Claire has recently been researching this topic – she reports that within the intervening sixteen years, very little additional research has been carried out into customers’ motivations for choosing prepaid mobile service over billed plans. Perhaps some enterprising student would like to carry out some research into the topic. Apart from any other questions (of which there are many), it would be interesting to see how customers’ and experts’ views have changed over the intervening period. Although prepaid mobile may have peaked, it is still here and remember, it is responsible for untold connecting millions of people to the world’s voice and data networks. Surely we should learn a little more about why it is so popular?
The thesis can be downloaded here.
Is pre-paid mobile what I will be using with your help when I get to Ireland in July?

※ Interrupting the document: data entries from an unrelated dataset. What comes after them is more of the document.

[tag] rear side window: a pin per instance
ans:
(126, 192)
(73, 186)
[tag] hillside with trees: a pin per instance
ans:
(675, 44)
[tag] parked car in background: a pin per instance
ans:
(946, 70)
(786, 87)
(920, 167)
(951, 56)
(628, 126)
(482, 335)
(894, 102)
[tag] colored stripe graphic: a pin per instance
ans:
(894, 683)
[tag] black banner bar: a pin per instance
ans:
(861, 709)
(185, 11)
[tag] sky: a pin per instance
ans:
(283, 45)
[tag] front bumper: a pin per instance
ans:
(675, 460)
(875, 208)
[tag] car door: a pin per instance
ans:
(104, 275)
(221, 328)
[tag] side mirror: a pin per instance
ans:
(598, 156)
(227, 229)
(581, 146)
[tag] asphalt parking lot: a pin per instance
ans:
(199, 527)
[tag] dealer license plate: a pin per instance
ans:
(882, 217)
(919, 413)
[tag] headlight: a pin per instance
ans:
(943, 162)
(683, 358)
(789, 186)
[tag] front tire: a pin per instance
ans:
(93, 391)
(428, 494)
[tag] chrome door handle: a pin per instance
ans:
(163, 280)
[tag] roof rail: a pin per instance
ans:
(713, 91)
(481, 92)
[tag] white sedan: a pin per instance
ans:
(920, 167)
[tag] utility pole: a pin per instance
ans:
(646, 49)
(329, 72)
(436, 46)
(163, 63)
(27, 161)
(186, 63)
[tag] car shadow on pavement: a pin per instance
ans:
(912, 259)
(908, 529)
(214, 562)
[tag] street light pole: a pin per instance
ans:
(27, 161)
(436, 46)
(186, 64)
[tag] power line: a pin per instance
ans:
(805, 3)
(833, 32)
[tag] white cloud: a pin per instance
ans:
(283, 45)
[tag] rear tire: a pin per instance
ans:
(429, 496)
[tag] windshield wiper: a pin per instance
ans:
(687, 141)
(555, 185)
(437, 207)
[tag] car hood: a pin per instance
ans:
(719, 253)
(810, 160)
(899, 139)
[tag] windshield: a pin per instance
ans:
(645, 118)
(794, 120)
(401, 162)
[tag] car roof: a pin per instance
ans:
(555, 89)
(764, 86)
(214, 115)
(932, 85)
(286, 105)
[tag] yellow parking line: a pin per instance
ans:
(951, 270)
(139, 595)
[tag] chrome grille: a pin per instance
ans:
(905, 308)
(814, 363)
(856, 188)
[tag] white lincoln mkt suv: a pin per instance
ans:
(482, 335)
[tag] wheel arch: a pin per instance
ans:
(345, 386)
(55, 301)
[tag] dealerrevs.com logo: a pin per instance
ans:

It is great for travelers if so.
Interesting and strikes a chord. Siblings and I have tried to persuade elderly mother to switch to subscription and save money but she refuses to do it. It’s been a massive inconvenience with people having to go buy credit for her (how she wanted things done; it’s all about control — and it’s all paradoxical when a subscription would cap the costs). I finally cracked and set up a top up arrangement but doing this with THREE was HELL. It advertises services it doesn’t offer (auto top up on a minimum balance level). It’s staff were unfamiliar with what’s on its own web site and generally incapable of dealing with anything outside their script (more true for those in India than Eastern Europe).
I use prepaid in several countries I visit periodically, for precisely that reason. I was disgusted to find that the carriers in the UK now help themselves to any unspent money after 90 days.
Your research results still hold good. Prepaid mobile plans may suit those who may not be making much calls.